Minimal disease assessment in the treatment of children and adolescents with intermediate-risk (Stage III/IV) B-cell non-Hodgkin lymphoma: a children's oncology group report

Abstract

Children/adolescents with mature B-cell non-Hodgkin lymphoma (B-NHL) have an excellent prognosis but relapses still occur. While chromosomal aberrations and/or clonal immunoglobulin (Ig) gene rearrangements may indicate risk of failure, a more universal approach was developed to detect minimal disease (MD). Children/adolescents with intermediate-risk B-NHL were treated with French-British-American/Lymphome Malins de Burkitt 96 (FAB/LMB96) B4 modified chemotherapy and rituximab. Specimens from diagnosis, end of induction (EOI), and end of therapy (EOT) were assayed for MD. Initial specimens were screened for IGHV family usage with primer pools followed by individual primers to identify MD. Thirty-two diagnostic/staging specimens screened positive with primer pools and unique IGHV family primers were identified. Two patients relapsed; first relapse (4 months from diagnosis) was MD-positive at EOI, the second (36 months from diagnosis) was MD-positive at EOT. At EOI, recurrent rates were similar between the MRD-positive and MRD-negative patients (P = 0·40). At EOT, only 13/32 patients had MRD data available with one relapse in the MRD-positive group and no recurrences in the MRD-negative group (P = 0·077). The study demonstrated molecular-disseminated disease in which IgIGHV primer pools could be used to assess MD. This feasibility study supports future investigations to assess the validity and significance of MD screening in a larger cohort of patients with intermediate-risk mature B-NHL.

Conflict of interest statement

CONFLICT OF INTEREST DISCLOSURE: T.G. is on the scientific advisory board for Roche. All other authors declare no conflict of interest.

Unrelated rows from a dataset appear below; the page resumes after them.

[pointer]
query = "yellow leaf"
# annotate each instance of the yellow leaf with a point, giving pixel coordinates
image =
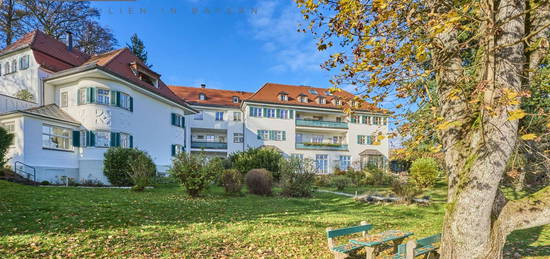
(530, 136)
(516, 114)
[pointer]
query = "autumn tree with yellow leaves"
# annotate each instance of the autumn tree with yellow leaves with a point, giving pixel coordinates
(472, 64)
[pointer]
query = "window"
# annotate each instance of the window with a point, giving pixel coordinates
(198, 116)
(102, 138)
(297, 156)
(125, 140)
(124, 100)
(24, 62)
(103, 96)
(237, 116)
(56, 137)
(64, 99)
(219, 116)
(317, 139)
(177, 149)
(238, 138)
(322, 163)
(270, 113)
(13, 66)
(256, 112)
(344, 162)
(178, 120)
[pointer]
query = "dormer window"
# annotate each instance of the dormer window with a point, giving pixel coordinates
(321, 100)
(283, 96)
(145, 74)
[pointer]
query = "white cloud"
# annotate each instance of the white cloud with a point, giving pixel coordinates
(276, 25)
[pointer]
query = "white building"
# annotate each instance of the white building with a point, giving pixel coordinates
(83, 105)
(302, 121)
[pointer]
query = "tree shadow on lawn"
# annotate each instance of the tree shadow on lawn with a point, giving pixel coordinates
(68, 210)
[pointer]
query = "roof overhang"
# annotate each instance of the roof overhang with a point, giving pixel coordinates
(19, 113)
(96, 71)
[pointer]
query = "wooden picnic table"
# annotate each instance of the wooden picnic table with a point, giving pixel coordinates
(373, 242)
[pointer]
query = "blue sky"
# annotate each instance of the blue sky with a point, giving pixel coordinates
(237, 45)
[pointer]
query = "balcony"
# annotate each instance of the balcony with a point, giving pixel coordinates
(322, 146)
(322, 124)
(208, 145)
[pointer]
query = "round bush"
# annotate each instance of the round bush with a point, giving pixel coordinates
(424, 172)
(259, 181)
(340, 182)
(117, 165)
(232, 181)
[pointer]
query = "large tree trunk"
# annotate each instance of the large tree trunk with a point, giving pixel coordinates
(478, 218)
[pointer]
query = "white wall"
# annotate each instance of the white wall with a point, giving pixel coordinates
(149, 123)
(27, 79)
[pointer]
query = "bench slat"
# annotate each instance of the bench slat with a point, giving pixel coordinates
(347, 231)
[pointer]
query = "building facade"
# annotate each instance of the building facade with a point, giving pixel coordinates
(77, 106)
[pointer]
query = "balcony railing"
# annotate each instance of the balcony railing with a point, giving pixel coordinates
(322, 124)
(208, 145)
(321, 146)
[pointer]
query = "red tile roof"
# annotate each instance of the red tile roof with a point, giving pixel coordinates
(270, 93)
(53, 55)
(214, 97)
(49, 52)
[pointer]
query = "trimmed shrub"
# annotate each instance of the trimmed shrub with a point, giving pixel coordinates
(195, 172)
(117, 165)
(257, 158)
(142, 170)
(232, 181)
(259, 181)
(405, 189)
(297, 177)
(340, 182)
(6, 139)
(376, 176)
(424, 172)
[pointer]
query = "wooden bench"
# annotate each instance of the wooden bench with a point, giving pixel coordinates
(425, 246)
(343, 251)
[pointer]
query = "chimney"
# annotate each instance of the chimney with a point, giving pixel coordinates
(69, 41)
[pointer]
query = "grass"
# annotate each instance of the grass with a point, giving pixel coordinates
(164, 222)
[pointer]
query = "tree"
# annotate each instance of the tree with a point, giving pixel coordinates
(138, 48)
(484, 58)
(94, 39)
(11, 21)
(6, 140)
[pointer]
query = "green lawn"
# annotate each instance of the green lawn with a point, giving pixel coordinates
(164, 222)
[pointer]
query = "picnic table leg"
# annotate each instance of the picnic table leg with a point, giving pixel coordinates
(370, 252)
(396, 243)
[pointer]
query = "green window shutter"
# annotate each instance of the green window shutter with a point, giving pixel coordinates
(113, 139)
(113, 98)
(117, 99)
(76, 138)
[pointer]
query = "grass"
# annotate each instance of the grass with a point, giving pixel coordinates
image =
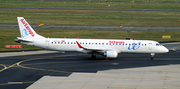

© 2011 Blackwell Publishing Ltd.

Figures

Figure 1

Minimal Disease (MD) Assay Time Points. At diagnosis, 32 subjects had specimens available for MD analysis, which were all MD-positive. At end of induction (EOI), 7 of 33 specimens were MD-positive; of which 6 became MD-negative at end of therapy (EOT); the other patient with the MD-positive EOI specimen relapsed at 4 months and did not have an EOT specimen available. Only 13 EOT specimens were available for MD assessment, of which 1 was MD-positive and this patient had a clinical relapse at 36 months.

Figure 2

Histology and Minimal Disease (MD) Melt Curves and Associated Amplified Products from a patient with Stage III/ Diffuse Large B-cell Lymphoma (DLBCL). Panel A: Haematoxylin and eosin stain of DLBCL tissue at diagnosis. Original magnification ×400; Panel B: Amplified product and positive-melt curve from diagnostic blood; Panel C: Negative-melt curve of from blood specimen at end of induction (EOI); Panel D: Positive melt curve of amplified product from blood specimen at end of therapy (EOT).